Add toppings and refrigerate

  1. Step 1

    Top the cream layer with cacao nibs, chocolate chips, or other desired toppings.

    Step 3.1: Top the cream layer with cacao nibs, chocolate chips, or other desired toppings
  2. Step 2

    Refrigerate the pie for at least 1 hour for the best result.

Nutrition (per serving)

Calories

113.4kcal (5.67%)

Protein

4.1g (8.26%)

Carbs

21.1g (7.65%)

Sugars

0.4g (0.76%)

Healthy Fat

1.0g

Unhealthy Fat

0.5g

% Daily Value based on a 2000 calorie diet

Tips & Tricks

  1. Use a removable base cake tin for easy removal of the pie.

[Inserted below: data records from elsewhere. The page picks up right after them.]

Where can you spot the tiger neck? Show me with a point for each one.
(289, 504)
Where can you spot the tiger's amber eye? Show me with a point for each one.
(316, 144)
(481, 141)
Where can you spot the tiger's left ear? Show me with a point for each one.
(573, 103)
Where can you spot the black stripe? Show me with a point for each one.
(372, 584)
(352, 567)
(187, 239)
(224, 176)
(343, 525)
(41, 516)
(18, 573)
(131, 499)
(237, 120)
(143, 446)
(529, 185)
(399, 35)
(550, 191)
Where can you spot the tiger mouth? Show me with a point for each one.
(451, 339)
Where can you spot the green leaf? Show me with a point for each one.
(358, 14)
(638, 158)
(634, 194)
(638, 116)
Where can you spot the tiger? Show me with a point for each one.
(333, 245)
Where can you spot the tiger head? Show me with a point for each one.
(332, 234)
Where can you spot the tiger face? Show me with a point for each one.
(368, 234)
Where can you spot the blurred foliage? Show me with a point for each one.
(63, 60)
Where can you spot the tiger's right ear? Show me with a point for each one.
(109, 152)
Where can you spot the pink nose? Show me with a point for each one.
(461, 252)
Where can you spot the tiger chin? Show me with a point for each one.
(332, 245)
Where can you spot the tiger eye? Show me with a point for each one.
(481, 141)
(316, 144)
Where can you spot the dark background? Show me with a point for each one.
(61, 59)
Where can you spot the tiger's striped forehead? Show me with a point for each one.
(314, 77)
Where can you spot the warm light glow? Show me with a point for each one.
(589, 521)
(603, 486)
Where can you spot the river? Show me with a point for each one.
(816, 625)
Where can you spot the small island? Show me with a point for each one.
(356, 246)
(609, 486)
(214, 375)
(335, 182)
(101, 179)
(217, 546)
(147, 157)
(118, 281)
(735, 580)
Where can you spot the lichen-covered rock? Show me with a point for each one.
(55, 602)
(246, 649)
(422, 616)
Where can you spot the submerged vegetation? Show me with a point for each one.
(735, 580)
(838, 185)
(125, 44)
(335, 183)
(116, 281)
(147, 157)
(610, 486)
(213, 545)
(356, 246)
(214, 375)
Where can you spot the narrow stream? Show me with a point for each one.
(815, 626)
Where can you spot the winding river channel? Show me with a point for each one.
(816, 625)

  2. Adjust the water or plant-based milk quantity slowly to avoid making the cream too runny.

  3. Refrigerating for longer than an hour will enhance the flavors and texture.

  4. Experiment with different protein powder flavors to customize the pie.

FAQS

  1. Can I use regular oats instead of gluten-free oats?

    Yes, you can use regular oats if you don't need the recipe to be gluten-free.

  2. What type of plant-based milk works best?

    Any plant-based milk, such as almond, soy, or oat milk, works well for this recipe.

  3. Can I use a different flavor of protein powder?

    Absolutely! Feel free to use your favorite protein powder flavor to customize the taste.

  4. How long can I store the pie?

    You can store the pie in the refrigerator for up to 3 days in an airtight container.

  5. Can I make this pie without a food processor?

    Yes, you can manually crush the ingredients using a rolling pin or mortar and pestle, but it may take more time and effort.